How frequently do you see in the headlines that scientists have discovered that tomato juice reduces the chances of Parkinson’s disease, that red wine does or does not reduce the risk of heart disease, or that salmon is good for your brain? While statements like these may well be true, they tend to come together as a random collection of disconnected datasets assessed using standard statistical tools.
Of course, therein lies at least one major rub inherent to this piecemeal approach. If I come up with twenty newsworthy illnesses and then devise one clinical trial to assess the effectiveness of some substance for fighting them, I am highly likely to come up with a statistically valid result. This is in fact true even if the substance I am providing does absolutely nothing. While the placebo effect could account for this, the more important reason is much more basic:
Statistical evaluation in clinical trials is done using a method called hypothesis testing. Let’s say I want to evaluate the effect of pomegranate juice on memory. I come up with two groups of volunteers and some kind of memory test, then give the juice to half the volunteers and a placebo that is somehow indistinguishable to the others. Then, I give out the tests and collect scores. Now, it is possible that – entirely by chance – one group will outperform the other, even if they are both randomly selected and all the trials are done double-blind. As such, what statisticians do is start with the hypothesis that pomegranate juice does nothing: this is called the null hypothesis. Then, you look at the data and decide how likely it is that you got the data you did, even if pomegranate juice does nothing. The more unlikely it is that your null hypothesis is false, given the data, the more likely the converse is true.
If, for instance, we gave this test to two million people, all randomly selected, and the ones who got the pomegranate juice did twice as well in almost every case, it would seem very unlikely that pomegranate juice has no effect. The question, then, is where to set the boundary between data that is consistent with the null hypothesis and data that allows us to reject it. For largely arbitrary reasons, it is usually set at 95%. That means, there is a chance of 5% or less that the null hypothesis is true – pomegranate juice does nothing – in spite of the data which seem to indicate the converse.
More simply, let’s imagine that we are rolling a die and trying to evaluate whether it is fair or not. If we roll it twice and get two sixes, we might be a little bit suspicious. If we roll it one hundred times and get all sixes, we will become increasingly convinced the die is rigged. It’s always possible that we keep getting sixes by random chance, the the probability falls with each additional piece of data we collect that indicates otherwise. The number of trials we do before the decide that the die is rigged is the basis for our confidence level.1
The upshot of this, going back to my twenty diseases, is that if you do these kinds of studies over and over again, you will incorrectly identify a statistically significant effect 5% of the time. Because that’s the confidence level you have chosen, you will always get that many false positives (instances where you identify an effect that doesn’t actually exist). You could set the confidence level higher, but that requires larger and more expensive studies. Indeed, moving from 95% confidence to 99% of higher can often require increasing the sample size by one hundred-fold or more. That is cheap enough when you’re rolling dice, but it gets extremely costly when you have hundreds of people being experimented upon.

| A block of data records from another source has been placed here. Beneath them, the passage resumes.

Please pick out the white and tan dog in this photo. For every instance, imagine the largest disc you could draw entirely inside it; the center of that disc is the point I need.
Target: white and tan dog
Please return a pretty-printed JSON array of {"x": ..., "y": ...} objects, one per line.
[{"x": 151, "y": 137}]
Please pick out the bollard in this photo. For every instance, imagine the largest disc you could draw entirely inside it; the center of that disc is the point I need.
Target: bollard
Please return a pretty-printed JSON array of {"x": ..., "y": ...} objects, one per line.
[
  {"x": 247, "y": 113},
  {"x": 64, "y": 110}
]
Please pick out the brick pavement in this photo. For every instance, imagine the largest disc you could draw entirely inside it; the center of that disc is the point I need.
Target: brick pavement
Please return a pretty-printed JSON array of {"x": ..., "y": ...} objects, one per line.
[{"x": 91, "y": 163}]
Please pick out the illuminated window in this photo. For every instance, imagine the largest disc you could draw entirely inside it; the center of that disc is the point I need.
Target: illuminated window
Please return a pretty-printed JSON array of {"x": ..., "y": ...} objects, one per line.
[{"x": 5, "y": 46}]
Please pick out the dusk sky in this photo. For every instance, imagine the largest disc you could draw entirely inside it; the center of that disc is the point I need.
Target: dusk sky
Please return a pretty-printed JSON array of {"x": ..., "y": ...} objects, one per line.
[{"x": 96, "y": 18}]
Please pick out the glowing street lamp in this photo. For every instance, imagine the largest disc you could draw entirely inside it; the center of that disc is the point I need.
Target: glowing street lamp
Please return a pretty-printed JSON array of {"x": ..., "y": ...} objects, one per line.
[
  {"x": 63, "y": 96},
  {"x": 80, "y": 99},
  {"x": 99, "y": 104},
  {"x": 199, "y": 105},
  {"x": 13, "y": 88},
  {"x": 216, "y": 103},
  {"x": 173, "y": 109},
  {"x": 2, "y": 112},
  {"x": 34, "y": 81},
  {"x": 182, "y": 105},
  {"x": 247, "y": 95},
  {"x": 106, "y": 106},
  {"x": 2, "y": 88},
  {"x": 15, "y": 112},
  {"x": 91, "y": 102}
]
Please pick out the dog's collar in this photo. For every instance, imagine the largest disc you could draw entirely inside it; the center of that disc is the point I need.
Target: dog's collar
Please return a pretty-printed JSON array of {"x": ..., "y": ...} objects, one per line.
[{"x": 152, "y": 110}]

My response to all of this is to demand the presence of some comprehensible causal mechanism. If we test twenty different kinds of crystals to see if adhering one to a person’s forehead helps their memory, we should find that one in twenty works, based on a 95% confidence level. That said, we don’t have any reasonable scientific explanation of why this should be so. If we have a statistically established correlation but no causal understanding, we should be cautious indeed. Of course, it’s difficult to learn these kinds of things from the sort of news story I was describing at the outset.
[1] If you’re interested in the mathematics behind all of this, just take a look at the first couple of chapters of any undergraduate statistics book. As soon as I broke out any math here, I’d be liable to scare off the kind of people who I am trying to teach this to – people absolutely clever enough to understand these concepts, but who feel intimidated by them.